Texas Hill Country
Plano, Texas, United States
Nov 26, 2019
Decker Challenge Half Marathon
The Decker Challenge was my next race in the Austin Distance Challenge, a half marathon on a hilly course. I was worried about the hills going into the thing. I was also worried about my competition. I was leading my age division, but the guy right behind me wasn't too bad in the 10-miler. I thought maybe he'd continue making up ground in the half marathon, especially if he's a hills guy.
The weather that morning was about as perfect as it gets for a long race. Air a little dry. About 50 degrees. Sunny. I was in my shorts and short-sleeved running shirt, cold at the start line, hands still cold after a few miles, but perfect otherwise.
On the way to the race, I realized I'd left my watch at home. Oops! Guess I'd be pacing by feel today. That's kind of OK for this one, since the hills would force you into judgement calls anyway.
The gun sounded and I took off. Unlike last time, I told myself that it was OK if people got away from me. Half a mile in, I was probably in about 12th place (last time, I was in 3rd for the entire first mile). Right about where I wanted to be. And before I knew it, a mile flew by.
It wasn't until mile 3 that I saw my first race clock. 18:12. Wow! I was hoping for a 6:20 mile, which would put me at 19:00 at this point. OK Rob, calm down. Run your race.
But it wasn't hard. This pace seemed easy. I kept going by feel and cruised, pushing myself just a bit. I'd noticed that the guy in front of me was changing his speed a lot. Or at least it seemed that way, since the gap between me and him kept getting bigger and smaller. Right about mile 4, he crashed, hard. I passed him easily.

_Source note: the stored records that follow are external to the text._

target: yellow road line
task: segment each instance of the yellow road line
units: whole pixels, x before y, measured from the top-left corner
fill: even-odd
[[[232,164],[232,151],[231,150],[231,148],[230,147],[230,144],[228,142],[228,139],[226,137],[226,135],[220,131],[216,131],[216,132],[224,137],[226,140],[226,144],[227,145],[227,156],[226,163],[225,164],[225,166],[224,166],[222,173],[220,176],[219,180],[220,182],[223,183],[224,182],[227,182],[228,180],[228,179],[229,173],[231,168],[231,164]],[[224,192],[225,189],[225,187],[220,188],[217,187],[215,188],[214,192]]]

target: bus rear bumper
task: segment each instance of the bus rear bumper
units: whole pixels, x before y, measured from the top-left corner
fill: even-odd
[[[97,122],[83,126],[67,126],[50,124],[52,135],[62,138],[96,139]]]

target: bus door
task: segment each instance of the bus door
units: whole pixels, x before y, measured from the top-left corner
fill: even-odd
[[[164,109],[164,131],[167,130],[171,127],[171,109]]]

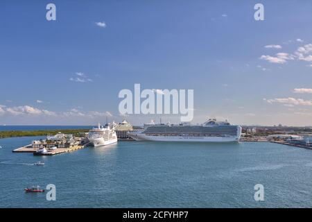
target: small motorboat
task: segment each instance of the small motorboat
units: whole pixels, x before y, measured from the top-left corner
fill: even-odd
[[[33,164],[35,166],[44,166],[44,163],[43,162],[37,162]]]
[[[55,150],[56,150],[57,148],[58,148],[58,147],[53,146],[53,147],[50,148],[50,150],[51,150],[51,151],[55,151]]]
[[[25,189],[25,191],[26,193],[43,193],[44,192],[44,189],[41,189],[40,187],[33,187],[31,188]]]

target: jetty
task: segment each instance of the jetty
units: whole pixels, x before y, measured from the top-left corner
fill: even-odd
[[[76,146],[71,148],[58,148],[55,150],[47,150],[46,153],[37,153],[38,148],[34,148],[31,145],[18,148],[12,151],[13,153],[33,153],[34,155],[53,155],[60,153],[76,151],[87,146],[88,144]]]
[[[31,144],[12,151],[13,153],[33,153],[34,155],[53,155],[76,151],[88,146],[86,137],[75,137],[72,135],[58,133],[46,139],[33,140]]]
[[[312,146],[305,146],[305,145],[302,145],[302,144],[293,144],[293,143],[288,143],[286,141],[270,141],[272,143],[275,143],[275,144],[283,144],[283,145],[287,145],[287,146],[296,146],[296,147],[300,147],[300,148],[307,148],[309,150],[312,150]]]
[[[37,152],[37,148],[33,148],[32,144],[26,145],[13,150],[13,153],[35,153]]]

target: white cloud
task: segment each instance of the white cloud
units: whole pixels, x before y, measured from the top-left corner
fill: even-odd
[[[106,115],[106,117],[111,117],[113,116],[112,114],[108,111],[105,112],[105,115]]]
[[[6,108],[6,112],[13,115],[20,115],[24,114],[37,115],[42,113],[42,110],[29,105],[8,108]]]
[[[264,48],[267,49],[281,49],[281,46],[279,44],[268,44],[264,46]]]
[[[2,114],[3,114],[6,112],[6,111],[3,109],[4,108],[5,108],[4,105],[0,105],[0,115],[2,115]]]
[[[294,56],[289,55],[286,53],[278,53],[275,54],[276,56],[265,56],[263,55],[260,57],[260,59],[266,60],[271,63],[284,64],[289,60],[293,60]]]
[[[299,42],[302,42],[301,40],[301,39],[297,40]],[[265,47],[279,49],[279,45],[268,45]],[[284,64],[287,60],[293,60],[312,62],[312,55],[311,53],[312,53],[312,44],[307,44],[297,49],[293,54],[278,53],[275,54],[275,56],[263,55],[259,58],[276,64]]]
[[[312,89],[295,88],[293,89],[295,93],[312,93]]]
[[[76,74],[79,76],[85,76],[85,74],[83,74],[82,72],[76,72]]]
[[[266,60],[271,63],[277,63],[277,64],[284,64],[286,62],[286,61],[284,59],[278,58],[278,57],[273,57],[270,56],[265,56],[263,55],[260,57],[260,59]]]
[[[289,104],[294,105],[312,105],[312,101],[309,100],[304,100],[302,99],[288,98],[277,98],[266,100],[269,103],[277,103],[283,104]]]
[[[69,80],[77,83],[87,83],[87,82],[93,82],[93,80],[88,78],[86,74],[82,72],[76,72],[75,74],[77,76],[73,76],[69,78]]]
[[[101,28],[105,28],[106,27],[106,23],[105,22],[98,22],[95,23],[96,26]]]

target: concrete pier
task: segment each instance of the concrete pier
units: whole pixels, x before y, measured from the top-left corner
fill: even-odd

Not one minute later, a pack of five passed me slowly. I recognized them from other races and remembered that they finished well, obviously experienced runners. I jumped on their pace and started drafting. A tall guy next to me was loudly panting. Less than a mile later, he fell off the pace.

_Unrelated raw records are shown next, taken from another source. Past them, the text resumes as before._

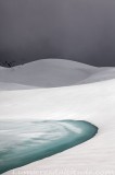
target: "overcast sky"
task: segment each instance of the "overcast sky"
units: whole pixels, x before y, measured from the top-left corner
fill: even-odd
[[[0,62],[115,66],[115,0],[0,0]]]

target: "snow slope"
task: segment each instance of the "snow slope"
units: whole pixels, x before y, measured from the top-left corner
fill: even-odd
[[[78,83],[95,73],[98,68],[62,59],[42,59],[0,70],[0,81],[17,84],[53,88]]]
[[[29,90],[29,89],[35,89],[35,88],[30,85],[23,85],[17,83],[0,82],[0,91]]]
[[[92,83],[98,81],[115,79],[115,68],[99,68],[99,71],[79,83]]]
[[[0,92],[0,119],[76,119],[99,127],[84,144],[4,175],[115,174],[115,80],[54,89]],[[35,172],[35,173],[34,173]],[[86,172],[86,173],[85,173]],[[97,173],[98,174],[98,173]],[[89,174],[88,174],[89,175]]]

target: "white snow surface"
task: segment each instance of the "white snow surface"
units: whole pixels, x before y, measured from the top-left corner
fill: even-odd
[[[31,63],[31,72],[36,66],[36,62]],[[80,66],[82,67],[78,67]],[[25,65],[25,70],[26,67],[28,69],[28,65]],[[64,69],[64,61],[62,67]],[[75,62],[72,61],[68,67],[73,69]],[[86,84],[61,88],[0,91],[0,120],[76,119],[87,120],[99,127],[98,135],[91,140],[4,175],[24,172],[27,175],[115,174],[115,79],[114,75],[108,75],[111,68],[103,68],[101,71],[100,68],[85,65],[84,68],[92,73],[98,69],[101,81],[93,82],[92,79],[93,83],[88,84],[86,81]],[[14,69],[20,71],[22,68]],[[113,69],[110,74],[114,74]],[[104,80],[106,75],[110,80]]]

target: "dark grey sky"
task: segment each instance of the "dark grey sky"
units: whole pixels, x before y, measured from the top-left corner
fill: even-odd
[[[115,66],[115,0],[0,0],[0,62]]]

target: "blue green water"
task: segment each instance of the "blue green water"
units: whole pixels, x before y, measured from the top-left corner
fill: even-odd
[[[0,122],[0,174],[91,139],[98,128],[82,120]]]

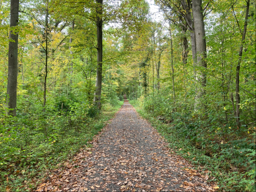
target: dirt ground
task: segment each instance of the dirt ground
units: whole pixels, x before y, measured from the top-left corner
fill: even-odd
[[[207,184],[207,175],[172,153],[127,99],[91,144],[36,191],[215,190]]]

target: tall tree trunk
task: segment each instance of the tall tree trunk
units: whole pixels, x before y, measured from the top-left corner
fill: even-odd
[[[9,42],[8,53],[8,80],[6,105],[8,108],[7,114],[13,116],[16,116],[17,100],[17,79],[18,73],[18,33],[13,30],[13,27],[17,26],[19,21],[19,0],[11,0],[11,18],[10,26],[11,30],[9,38],[14,42]]]
[[[173,69],[173,49],[172,48],[172,31],[171,31],[171,23],[170,23],[170,38],[171,39],[171,64],[172,65],[172,91],[173,92],[173,102],[175,103],[175,90],[174,89],[174,70]]]
[[[241,127],[241,123],[240,122],[240,93],[239,93],[239,83],[240,83],[240,68],[243,55],[243,48],[244,40],[245,39],[245,35],[246,35],[246,30],[247,29],[247,24],[248,23],[248,15],[249,13],[249,8],[250,7],[250,0],[247,0],[247,4],[246,5],[246,12],[245,13],[245,18],[244,20],[244,31],[243,32],[243,36],[242,37],[242,41],[240,45],[240,50],[239,51],[239,58],[237,65],[236,66],[236,123],[239,128]]]
[[[74,30],[74,28],[75,27],[75,20],[73,20],[72,21],[72,26],[71,27],[72,32],[71,33],[73,32],[73,31]],[[72,43],[72,34],[70,35],[70,46],[69,47],[69,49],[70,52],[70,55],[71,55],[71,60],[74,58],[74,56],[73,56],[73,52],[71,50],[71,44]],[[73,74],[73,61],[71,61],[70,62],[70,74],[72,75]],[[72,80],[70,80],[70,83],[72,82]]]
[[[192,0],[192,9],[196,44],[197,65],[207,67],[205,31],[201,6],[202,0]],[[206,75],[204,72],[197,73],[196,79],[201,87],[198,89],[195,97],[195,108],[196,110],[199,106],[200,99],[205,94]]]
[[[184,65],[187,63],[188,54],[189,51],[188,50],[189,46],[188,45],[188,40],[186,36],[185,33],[187,29],[184,27],[182,27],[182,33],[183,33],[183,50],[182,50],[182,62]]]
[[[94,93],[94,103],[100,108],[100,98],[102,79],[102,2],[103,0],[96,0],[98,3],[96,8],[97,14],[97,40],[98,44],[97,75],[96,77],[96,90]]]
[[[160,50],[160,51],[161,51]],[[161,52],[158,56],[158,61],[157,65],[156,65],[157,70],[157,90],[160,89],[160,66],[161,66]]]
[[[196,65],[196,43],[195,36],[195,26],[192,15],[191,14],[191,1],[190,0],[181,0],[180,1],[181,6],[185,11],[185,14],[183,15],[188,27],[189,30],[190,38],[191,39],[191,47],[192,49],[192,58],[193,58],[193,64],[194,66],[194,78],[195,80],[196,71],[195,67]]]
[[[45,16],[45,73],[44,74],[44,105],[43,111],[45,111],[45,105],[46,105],[46,84],[47,75],[48,74],[48,0],[47,1],[46,15]]]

The group I was with was holding 6-minute miles. Damn! I figured I'd just stay with them for as long as I could, taking the draft they gave me, and let them get away from me when the hills picked up in the second half. I was able to stay with them for quite a while though. Right around mile 7, my stomach started to turn, and it slowly was getting worse. I feared a similar result as last time. Somehow though, at mile 9, I just told myself "NOT NOW!!" and willed my stomach to rest. It went away. Weird.
It was right about then that the hills were getting biiiig. I was mentally prepared though, since I bike over them frequently. We started passing folks that were doing the full marathon, who had started a half-hour before us. On one of the uphills, a fresh-looking dude caught up to us with ease, then stuck with us for about a half-mile before leaving us in his dust. Turned out he was doing the marathon relay, and therefore was only doing about 6 miles.
The pack was still together until around mile 11, where it started breaking up. No one said anything, some people just dropped and some started running harder. I did my thing and wound up somewhere in the middle of them. As we were closing in on mile 12, I saw the guy in front of me slowing down on an uphill. The competitive side in me came out, I dug deep, and passed him with a satisfied devilish grin on my face.
For the last mile and a half, I could hear furious footsteps behind me. This guy didn’t like being passed in the last two miles. I ran harder. I almost caught up to another guy in front of me, who looked like a very, very seasoned runner. He kept running faster and faster in the last mile, so it was something just to keep up. The last mile was tortuous for that reason, mostly a lot of winding around a complex. Every time we took a corner, I kept hoping that the finish line was just around it. It wasn't for the longest time, until I finally heard some music, and there it was. I ran hard to the finish to make sure I didn't get passed at the last second and saw Peyton there cheering me on. Crossed the line smiling in 1:19:01.
Peyton had to meet her family for breakfast, so I took a sink shower and we headed there, not waiting to get results or see the award ceremony. I scarfed down a humongous plate of breakfast tacos with her family of 362,897 and then drove back out to see how I did. Won my age division and came in 5th overall! Best of all, I obliterated my nearest competition in my age division of the Austin Distance Challenge by 8:40. My lead more than doubled to 14:17. Then again, less than a third of the miles are behind us in this thing.